Bacon Butter (optional)

  • 1 tablespoon bacon fat
  • ¼ cup unsalted butter, softened 
  • ¼ teaspoon ancho chile powder 
  • ½ teaspoon dried thyme
  • ¼ teaspoon Worcestershire sauce

Coffee Rub

  • 1 tablespoon instant coffee 
  • 1 tablespoon Kosher salt 
  • 1 teaspoon smoked paprika 
  • 1 teaspoon ancho chili powder
  • 1 teaspoon brown sugar 
  • ½ teaspoon Texas smoked salt 
  • ½ teaspoon black pepper

Steak

  • 4 8-ounce New York strip steaks

Directions

1
Preheat oven to 400°F. 
2
Toss the broccoli florets with the oil and season with salt and pepper. Place on a rimmed baking sheet and roast for 10 to 12 minutes, until just tender. 
3
Heat a skillet over medium heat. When hot, add the bacon and cook until crisp, flipping once. Transfer on a paper towel lined plate to cool, then crumble or roughly chop the bacon.
4
In a large stock pot, cover the potatoes with cold, salted water and bring to a simmer. Cook until soft but not mushy, about 16 to 20 minutes.

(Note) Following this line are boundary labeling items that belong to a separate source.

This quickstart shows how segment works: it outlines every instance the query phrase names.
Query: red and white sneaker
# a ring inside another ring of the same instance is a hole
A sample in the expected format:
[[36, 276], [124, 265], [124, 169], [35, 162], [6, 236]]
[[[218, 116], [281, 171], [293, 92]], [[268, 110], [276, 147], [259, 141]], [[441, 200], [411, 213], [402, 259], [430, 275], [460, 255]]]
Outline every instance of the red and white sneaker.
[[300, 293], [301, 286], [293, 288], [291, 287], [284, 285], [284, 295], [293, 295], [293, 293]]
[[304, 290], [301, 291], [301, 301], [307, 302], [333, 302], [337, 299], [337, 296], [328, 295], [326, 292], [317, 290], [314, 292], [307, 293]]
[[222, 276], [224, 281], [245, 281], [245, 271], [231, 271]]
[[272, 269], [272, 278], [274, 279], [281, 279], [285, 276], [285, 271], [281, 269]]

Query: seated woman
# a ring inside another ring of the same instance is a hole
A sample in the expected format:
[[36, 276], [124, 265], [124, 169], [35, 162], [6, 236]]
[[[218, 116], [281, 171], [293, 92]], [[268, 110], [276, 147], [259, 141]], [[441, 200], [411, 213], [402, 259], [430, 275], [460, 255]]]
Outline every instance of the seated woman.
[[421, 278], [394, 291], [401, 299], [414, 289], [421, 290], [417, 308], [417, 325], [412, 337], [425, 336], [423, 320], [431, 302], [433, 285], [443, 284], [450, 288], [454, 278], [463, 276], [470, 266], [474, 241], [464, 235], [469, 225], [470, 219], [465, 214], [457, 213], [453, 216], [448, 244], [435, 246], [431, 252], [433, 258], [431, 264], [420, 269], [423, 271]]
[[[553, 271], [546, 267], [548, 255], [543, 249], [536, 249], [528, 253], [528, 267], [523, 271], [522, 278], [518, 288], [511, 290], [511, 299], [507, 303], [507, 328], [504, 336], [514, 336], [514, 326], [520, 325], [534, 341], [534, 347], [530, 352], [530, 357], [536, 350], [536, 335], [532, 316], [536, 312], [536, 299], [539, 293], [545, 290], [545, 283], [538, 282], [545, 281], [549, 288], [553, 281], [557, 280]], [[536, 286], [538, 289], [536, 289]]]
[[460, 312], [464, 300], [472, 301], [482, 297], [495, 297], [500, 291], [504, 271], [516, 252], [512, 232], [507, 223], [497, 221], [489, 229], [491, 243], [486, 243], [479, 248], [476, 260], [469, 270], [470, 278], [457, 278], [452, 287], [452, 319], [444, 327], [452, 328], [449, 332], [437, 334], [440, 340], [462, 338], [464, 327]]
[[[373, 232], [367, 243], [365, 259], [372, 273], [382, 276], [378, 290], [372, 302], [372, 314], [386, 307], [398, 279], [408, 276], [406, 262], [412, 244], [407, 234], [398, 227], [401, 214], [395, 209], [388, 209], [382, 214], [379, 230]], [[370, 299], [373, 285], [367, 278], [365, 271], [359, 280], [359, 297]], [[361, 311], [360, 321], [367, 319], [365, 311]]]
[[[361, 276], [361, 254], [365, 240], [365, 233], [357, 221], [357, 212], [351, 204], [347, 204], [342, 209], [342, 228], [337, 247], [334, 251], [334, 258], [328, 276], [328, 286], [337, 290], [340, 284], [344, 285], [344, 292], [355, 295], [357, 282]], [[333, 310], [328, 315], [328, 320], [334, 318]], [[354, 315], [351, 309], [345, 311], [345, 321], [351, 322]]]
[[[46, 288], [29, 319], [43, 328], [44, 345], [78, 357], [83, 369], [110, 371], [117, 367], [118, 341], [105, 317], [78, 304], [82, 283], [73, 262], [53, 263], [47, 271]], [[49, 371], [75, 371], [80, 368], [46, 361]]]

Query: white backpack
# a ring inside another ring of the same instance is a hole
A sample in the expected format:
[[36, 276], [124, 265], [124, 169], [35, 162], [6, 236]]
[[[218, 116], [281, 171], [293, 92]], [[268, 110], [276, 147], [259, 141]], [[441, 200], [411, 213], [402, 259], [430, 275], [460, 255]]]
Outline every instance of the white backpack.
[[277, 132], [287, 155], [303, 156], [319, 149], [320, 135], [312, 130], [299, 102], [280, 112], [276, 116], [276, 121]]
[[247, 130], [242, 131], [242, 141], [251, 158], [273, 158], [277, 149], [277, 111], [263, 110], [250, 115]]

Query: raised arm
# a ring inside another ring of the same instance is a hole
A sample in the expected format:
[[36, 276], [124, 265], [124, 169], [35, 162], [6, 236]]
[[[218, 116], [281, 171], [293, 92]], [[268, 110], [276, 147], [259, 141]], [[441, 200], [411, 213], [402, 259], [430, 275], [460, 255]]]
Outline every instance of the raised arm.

Drain the cooked potatoes and return to the pot; place over a medium-low heat for 1 to 2 minutes to dry out the moisture, then mash using a potato masher. Add the butter, whipping cream, and cooked bacon and adjust the seasoning to taste.
5
Cover the currants with warm water in a small bowl and set aside for 5 minutes, then drain.
6
To make the mustard dressing, whisk all ingredients together until emulsified.
7
Combine the roasted broccoli, currants, and red onion in a mixing bowl and toss with the dressing. 
8
In a large skillet over medium heat, pan-fry the bacon until crispy, transfer to a paper towel-lined plate. Drain the fat, reserving 1 tablespoon for the bacon butter. Mix all of the bacon butter ingredients, including the reserved bacon fat, in a small bowl.
9
Preheat the grill to medium-high or heat a grill pan over a medium-high heat.  
10
Combine all of the coffee rub ingredients in a shallow dish and dredge the steaks, coating all sides. Grill to your desired doneness (4 to 5 minutes per side for medium-rare, or 135°F internal temperature). Rest for 5 minutes before serving
11
Place the steaks on serving plates and top with bacon butter. Serve with broccoli salad and mashed potatoes.